ECLI:NL:RBDHA:2024:3449
Rechtbank Den Haag
- Eerste aanleg - enkelvoudig
- Rechtspraak.nl
Afwijzing asielaanvraag van Salvadoraanse eiser wegens gebrek aan geloofwaardigheid van de gestelde vervolgingsrisico's
Op 9 februari 2024 heeft de Rechtbank Den Haag, zittingsplaats Utrecht, uitspraak gedaan in de zaak van een Salvadoraanse eiser die een verblijfsvergunning asiel voor bepaalde tijd had aangevraagd. De eiser, vertegenwoordigd door mr. J.A. Pieters, had zijn aanvraag ingediend op 30 november 2021, maar deze was door de Staatssecretaris van Justitie en Veiligheid, vertegenwoordigd door mr. D. Boer, afgewezen als ongegrond. De rechtbank heeft het beroep van eiser op 16 januari 2024 behandeld, waarbij eiser en zijn gemachtigde aanwezig waren, evenals een tolk.

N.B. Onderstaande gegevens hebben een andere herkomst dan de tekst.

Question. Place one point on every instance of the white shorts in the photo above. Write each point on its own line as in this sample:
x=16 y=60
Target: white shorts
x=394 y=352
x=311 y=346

De rechtbank heeft de asielaanvraag beoordeeld aan de hand van de beroepsgronden van eiser. Eiser stelde dat hij vanwege zijn werk bij de centrale bank van El Salvador en de publicaties van zijn vrouw op sociale media in gevaar was. De rechtbank oordeelde echter dat de verklaringen van eiser over zijn identiteit en de problemen die hij ondervond niet geloofwaardig waren. De rechtbank concludeerde dat eiser niet aannemelijk had gemaakt dat hij bij terugkeer naar El Salvador voor vervolging zou vrezen, noch dat hij een reëel risico op ernstige schade liep.
De rechtbank heeft vastgesteld dat de problemen die eiser op zijn werk zou hebben ervaren en de publicaties van zijn vrouw op sociale media niet voldoende waren om een gerechtvaardigde vrees voor vervolging aan te tonen. Eiser had bovendien geen overtuigende verklaringen gegeven over de ernst van de gestelde problemen. De rechtbank heeft het beroep van eiser ongegrond verklaard, wat betekent dat de afwijzing van de asielaanvraag door de Staatssecretaris in stand blijft. Eiser krijgt geen vergoeding van zijn proceskosten.